TRIBUTAÇÃO SELETIVA É UM AVANÇO PARA REDUZIR CONSUMO ABUSIVO DE BEBIDAS ALCOÓLICAS

A tributação seletiva sobre todas as formas de bebidas alcoólicas é comprovada por estudos do Banco Mundial, ratificados pela OMS, como a medida mais custo-efetiva para reduzir a prevalência do seu consumo de forma danosa. Sua adoção ainda seria capaz de arrecadar recursos para ações de prevenção e tratamento de saúde, financiando importante pilar do desenvolvimento sustentável. Em um momento em que a ministra da Saúde, Nísia Trindade, reforça o comprometimento do governo federal com os Objetivos de Desenvolvimento Sustentável da Organização das Nações Unidas (ONU), o caminho da tributação seletiva do álcool é um passo necessário para comprovar tal compromisso. As discussões em andamento sobre a reforma tributária possibilitam a aprovação de medidas concretas nesse sentido.

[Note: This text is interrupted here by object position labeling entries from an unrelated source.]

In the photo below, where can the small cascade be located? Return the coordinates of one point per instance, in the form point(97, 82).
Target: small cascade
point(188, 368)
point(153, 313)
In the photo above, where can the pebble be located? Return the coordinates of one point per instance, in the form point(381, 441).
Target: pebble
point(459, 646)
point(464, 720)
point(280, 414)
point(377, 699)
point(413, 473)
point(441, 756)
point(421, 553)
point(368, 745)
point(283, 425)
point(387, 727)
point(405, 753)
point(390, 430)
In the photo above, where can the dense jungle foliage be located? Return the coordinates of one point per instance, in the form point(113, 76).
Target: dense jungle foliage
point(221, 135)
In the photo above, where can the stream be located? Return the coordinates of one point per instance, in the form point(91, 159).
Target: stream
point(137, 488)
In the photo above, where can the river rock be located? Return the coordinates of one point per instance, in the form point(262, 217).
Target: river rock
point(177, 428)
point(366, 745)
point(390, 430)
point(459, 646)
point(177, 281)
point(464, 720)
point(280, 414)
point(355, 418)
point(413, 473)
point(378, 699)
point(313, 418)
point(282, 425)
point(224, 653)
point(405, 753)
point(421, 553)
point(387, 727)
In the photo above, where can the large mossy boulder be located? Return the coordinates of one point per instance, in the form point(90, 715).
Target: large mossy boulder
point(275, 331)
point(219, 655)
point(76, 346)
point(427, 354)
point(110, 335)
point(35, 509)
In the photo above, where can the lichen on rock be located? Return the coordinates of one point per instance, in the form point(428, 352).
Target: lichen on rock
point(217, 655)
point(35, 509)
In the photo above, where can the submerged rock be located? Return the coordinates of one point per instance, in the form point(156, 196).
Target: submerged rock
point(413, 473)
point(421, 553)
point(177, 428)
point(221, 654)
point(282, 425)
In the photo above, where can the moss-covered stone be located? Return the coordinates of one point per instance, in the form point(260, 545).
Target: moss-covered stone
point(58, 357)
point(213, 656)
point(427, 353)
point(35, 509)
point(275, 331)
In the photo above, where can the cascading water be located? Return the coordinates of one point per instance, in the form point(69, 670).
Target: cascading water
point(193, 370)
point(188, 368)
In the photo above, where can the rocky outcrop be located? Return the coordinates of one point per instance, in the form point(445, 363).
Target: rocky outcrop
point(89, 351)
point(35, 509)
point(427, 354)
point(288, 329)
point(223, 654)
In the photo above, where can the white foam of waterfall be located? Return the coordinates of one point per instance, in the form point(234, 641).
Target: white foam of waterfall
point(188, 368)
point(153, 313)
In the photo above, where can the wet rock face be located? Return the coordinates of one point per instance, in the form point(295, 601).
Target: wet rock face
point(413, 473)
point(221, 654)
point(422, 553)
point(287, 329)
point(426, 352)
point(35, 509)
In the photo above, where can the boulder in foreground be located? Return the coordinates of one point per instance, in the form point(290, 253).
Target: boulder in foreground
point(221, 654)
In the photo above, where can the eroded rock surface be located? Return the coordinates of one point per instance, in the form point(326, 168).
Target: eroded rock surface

E antes que haja o retorno do argumento de que haveria desemprego na indústria, lembremos das horas de produtividade desperdiçadas por ressaca, doença, dos acidentes de trânsito, das violências e das milhares de mortes que poderiam ser evitadas todos os anos, se houvesse um consumo de álcool mais consciente e reduzido. Portanto, para que o respeito a essa histórica substância psicotrópica seja recuperado, honestidade e controle, que podem ser promovidos por meio da tributação majorada, são o caminho adequado para a maturidade, tanto social quanto individual, na trilha do desenvolvimento sustentável.

Claudio Fernandes é economista sênior do GT Agenda 2030; Laura Cury é coordenadora do projeto álcool da ACT Promoção da Saúde.